Norma sui permessi: il governo modifichi l’interpretazione

Italia-razzismo   Osservatorio   
Saleh Zaghloul
Il ministro della Cooperazione e dell’Integrazione, Andrea Ricardi, ha proposto di allungare da sei mesi ad un anno il tempo per poter cercare un nuovo lavoro per gli immigrati che lo hanno perso.

È un passo avanti ma non basta: moltissimi continueranno a trovarsi senza un valido titolo di soggiorno in quanto privi di un lavoro regolare; e soprattutto continuerà ad accadere che tra questi ci siano persone che hanno vissuto nel nostro paese regolarmente per decenni. La norma che il ministro propone di modificare ha prodotto 684.413 permessi di soggiorno non rinnovati nel solo 2010 (Dossier Caritas 2011). Paradossalmente, quella norma è stata concepita -come evidenzia la sua traiettoria legislativa (fino alla Bossi – Fini)- per tutelare la regolarità del soggiorno delle persone che fanno il primo ingresso in Italia e che perdono il lavoro.

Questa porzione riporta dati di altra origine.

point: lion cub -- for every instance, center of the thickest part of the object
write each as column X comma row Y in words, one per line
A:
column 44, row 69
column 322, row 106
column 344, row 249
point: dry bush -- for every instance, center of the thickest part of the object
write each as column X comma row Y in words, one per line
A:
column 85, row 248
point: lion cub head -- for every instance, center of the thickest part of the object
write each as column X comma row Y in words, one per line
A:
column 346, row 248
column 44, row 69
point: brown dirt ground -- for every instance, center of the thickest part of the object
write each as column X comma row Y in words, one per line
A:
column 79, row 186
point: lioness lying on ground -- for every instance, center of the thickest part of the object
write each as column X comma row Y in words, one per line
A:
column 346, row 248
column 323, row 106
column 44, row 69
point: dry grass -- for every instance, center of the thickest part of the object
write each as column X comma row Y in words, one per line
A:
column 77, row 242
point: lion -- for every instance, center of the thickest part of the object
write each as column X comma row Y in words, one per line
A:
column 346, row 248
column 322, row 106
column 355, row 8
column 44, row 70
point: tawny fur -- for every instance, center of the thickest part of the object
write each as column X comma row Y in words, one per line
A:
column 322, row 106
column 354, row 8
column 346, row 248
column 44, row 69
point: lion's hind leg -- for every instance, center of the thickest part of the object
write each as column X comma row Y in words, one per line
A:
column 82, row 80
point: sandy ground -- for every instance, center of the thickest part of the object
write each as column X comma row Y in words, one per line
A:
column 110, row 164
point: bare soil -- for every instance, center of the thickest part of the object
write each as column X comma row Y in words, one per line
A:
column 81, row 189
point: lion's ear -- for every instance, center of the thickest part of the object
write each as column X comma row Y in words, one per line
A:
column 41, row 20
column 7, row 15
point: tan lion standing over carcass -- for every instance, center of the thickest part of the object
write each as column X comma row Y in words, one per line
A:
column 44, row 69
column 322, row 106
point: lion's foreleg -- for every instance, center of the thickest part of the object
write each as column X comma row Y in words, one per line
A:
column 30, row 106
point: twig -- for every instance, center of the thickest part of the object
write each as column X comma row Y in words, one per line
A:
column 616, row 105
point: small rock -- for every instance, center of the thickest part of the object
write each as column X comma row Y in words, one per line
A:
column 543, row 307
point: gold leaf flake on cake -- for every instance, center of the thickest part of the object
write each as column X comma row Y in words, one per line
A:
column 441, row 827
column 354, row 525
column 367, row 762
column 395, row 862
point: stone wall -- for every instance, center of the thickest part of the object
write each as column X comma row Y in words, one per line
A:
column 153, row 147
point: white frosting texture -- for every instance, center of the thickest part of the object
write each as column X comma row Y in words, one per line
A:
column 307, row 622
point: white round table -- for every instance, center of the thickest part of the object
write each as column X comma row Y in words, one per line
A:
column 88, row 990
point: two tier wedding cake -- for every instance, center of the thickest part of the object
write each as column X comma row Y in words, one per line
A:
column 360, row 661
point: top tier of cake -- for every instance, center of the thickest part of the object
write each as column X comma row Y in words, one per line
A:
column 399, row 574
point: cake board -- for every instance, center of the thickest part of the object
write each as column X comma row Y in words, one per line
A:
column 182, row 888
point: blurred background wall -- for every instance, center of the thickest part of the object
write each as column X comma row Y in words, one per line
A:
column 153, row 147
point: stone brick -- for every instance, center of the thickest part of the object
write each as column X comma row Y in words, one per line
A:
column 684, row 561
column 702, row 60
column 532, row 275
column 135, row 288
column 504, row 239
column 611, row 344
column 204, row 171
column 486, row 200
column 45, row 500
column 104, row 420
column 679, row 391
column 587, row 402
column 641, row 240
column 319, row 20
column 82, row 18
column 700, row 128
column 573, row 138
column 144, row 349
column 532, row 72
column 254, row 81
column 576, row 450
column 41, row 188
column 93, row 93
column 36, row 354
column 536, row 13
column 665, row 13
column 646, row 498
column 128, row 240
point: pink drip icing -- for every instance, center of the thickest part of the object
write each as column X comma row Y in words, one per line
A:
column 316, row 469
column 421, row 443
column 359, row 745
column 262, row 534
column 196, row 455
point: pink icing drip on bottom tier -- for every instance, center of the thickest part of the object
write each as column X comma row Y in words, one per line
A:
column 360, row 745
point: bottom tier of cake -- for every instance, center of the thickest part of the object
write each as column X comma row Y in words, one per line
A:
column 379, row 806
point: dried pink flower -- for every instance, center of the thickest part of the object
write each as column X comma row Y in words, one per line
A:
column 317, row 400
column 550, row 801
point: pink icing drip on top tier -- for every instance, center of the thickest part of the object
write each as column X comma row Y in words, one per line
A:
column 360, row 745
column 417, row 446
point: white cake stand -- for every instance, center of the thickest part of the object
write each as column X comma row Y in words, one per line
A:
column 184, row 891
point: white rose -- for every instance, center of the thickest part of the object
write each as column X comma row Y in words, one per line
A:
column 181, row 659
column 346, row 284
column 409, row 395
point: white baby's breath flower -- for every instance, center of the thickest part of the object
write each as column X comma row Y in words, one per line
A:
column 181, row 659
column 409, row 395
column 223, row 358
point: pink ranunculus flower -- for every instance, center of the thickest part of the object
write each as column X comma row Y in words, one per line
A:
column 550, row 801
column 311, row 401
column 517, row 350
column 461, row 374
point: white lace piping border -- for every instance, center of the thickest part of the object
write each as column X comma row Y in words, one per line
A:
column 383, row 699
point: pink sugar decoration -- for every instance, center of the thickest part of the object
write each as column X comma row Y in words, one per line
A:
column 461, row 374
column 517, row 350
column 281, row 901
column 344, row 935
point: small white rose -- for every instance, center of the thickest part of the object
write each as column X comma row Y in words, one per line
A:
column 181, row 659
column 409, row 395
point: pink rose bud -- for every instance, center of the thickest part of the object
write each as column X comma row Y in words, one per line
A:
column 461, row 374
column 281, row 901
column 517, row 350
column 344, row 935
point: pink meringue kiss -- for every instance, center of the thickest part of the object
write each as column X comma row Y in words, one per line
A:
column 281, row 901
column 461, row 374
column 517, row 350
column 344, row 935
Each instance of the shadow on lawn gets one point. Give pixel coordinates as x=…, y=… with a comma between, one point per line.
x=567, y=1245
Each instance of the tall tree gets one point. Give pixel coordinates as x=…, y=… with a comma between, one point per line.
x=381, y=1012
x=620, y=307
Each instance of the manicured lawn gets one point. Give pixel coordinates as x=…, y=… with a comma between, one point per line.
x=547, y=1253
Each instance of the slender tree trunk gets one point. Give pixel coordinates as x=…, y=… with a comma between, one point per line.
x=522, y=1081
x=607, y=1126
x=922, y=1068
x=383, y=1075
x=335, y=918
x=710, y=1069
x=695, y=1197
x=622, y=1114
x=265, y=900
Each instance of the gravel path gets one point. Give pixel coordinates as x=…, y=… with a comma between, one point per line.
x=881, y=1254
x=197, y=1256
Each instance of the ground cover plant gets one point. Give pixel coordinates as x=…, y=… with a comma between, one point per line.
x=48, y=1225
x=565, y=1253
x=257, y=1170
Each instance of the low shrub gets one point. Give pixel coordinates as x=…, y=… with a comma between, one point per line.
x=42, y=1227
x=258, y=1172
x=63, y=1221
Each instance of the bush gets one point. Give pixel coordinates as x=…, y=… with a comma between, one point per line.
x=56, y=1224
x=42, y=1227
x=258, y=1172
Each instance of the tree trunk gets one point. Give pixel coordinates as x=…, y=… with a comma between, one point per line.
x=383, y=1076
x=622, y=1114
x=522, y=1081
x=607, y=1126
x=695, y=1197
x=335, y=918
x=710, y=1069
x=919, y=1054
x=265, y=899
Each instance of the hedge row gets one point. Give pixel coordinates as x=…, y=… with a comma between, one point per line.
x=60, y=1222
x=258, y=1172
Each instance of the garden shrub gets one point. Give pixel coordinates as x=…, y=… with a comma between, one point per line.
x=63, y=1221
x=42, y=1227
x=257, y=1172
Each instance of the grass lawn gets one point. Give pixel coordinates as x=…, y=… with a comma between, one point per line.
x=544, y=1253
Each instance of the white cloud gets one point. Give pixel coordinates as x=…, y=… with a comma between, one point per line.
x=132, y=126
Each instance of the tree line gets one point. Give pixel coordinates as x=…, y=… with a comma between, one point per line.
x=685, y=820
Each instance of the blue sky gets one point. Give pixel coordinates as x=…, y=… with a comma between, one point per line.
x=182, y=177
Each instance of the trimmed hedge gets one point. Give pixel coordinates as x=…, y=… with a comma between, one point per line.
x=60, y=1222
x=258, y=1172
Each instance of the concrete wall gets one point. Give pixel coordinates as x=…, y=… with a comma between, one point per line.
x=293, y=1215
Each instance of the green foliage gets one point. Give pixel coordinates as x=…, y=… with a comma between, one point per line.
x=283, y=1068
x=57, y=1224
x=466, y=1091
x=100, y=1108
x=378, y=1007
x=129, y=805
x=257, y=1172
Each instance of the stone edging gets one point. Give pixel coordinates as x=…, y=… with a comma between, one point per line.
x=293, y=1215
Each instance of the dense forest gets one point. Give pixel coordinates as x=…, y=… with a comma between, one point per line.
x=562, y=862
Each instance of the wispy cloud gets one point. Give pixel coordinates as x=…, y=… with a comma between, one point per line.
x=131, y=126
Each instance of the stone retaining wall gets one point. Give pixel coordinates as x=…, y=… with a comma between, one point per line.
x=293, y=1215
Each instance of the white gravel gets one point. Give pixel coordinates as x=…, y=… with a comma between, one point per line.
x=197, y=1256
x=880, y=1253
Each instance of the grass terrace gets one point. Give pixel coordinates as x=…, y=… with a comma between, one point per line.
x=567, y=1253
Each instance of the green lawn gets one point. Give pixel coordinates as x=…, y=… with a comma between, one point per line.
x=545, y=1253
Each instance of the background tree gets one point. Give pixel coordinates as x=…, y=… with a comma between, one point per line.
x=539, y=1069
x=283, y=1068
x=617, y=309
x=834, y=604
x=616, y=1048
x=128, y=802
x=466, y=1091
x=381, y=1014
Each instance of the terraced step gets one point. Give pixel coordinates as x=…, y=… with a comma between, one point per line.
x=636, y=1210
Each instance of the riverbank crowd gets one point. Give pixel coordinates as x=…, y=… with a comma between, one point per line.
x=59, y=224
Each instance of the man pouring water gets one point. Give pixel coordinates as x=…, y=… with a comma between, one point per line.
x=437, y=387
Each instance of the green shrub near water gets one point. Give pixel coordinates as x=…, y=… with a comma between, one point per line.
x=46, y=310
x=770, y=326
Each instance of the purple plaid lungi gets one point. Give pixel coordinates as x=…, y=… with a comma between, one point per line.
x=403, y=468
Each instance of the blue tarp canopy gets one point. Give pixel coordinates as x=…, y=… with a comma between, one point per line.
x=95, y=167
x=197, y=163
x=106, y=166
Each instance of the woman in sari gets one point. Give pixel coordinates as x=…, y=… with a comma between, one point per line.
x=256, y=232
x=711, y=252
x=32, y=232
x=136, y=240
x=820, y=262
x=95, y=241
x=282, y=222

Era, infatti, inclusa nella prima legge italiana sull’immigrazione (L. 943/86), per adempiere alle disposizioni della Convenzione 143/75 dell’Organizzazione Internazionale del Lavoro, ratificata dal nostro paese nel 1981: «il lavoratore migrante non potrà essere considerato in posizione illegale o comunque irregolare a seguito della perdita del lavoro, perdita che non deve, di per sé, causare il ritiro del permesso di soggiorno». Soltanto un’interpretazione restrittiva ha permesso di usarla per danneggiare i regolarmente soggiornanti anche da 20 anni. Un governo di tecnici competenti, con una certa sensibilità sociale, dovrebbe ripristinare le finalità originarie di questa norma, limitandone l’applicazione ai casi del primo rinnovo del permesso (per il secondo rinnovo il legislatore chiede la disponibilità di un reddito da lavoro o da altra fonte lecita).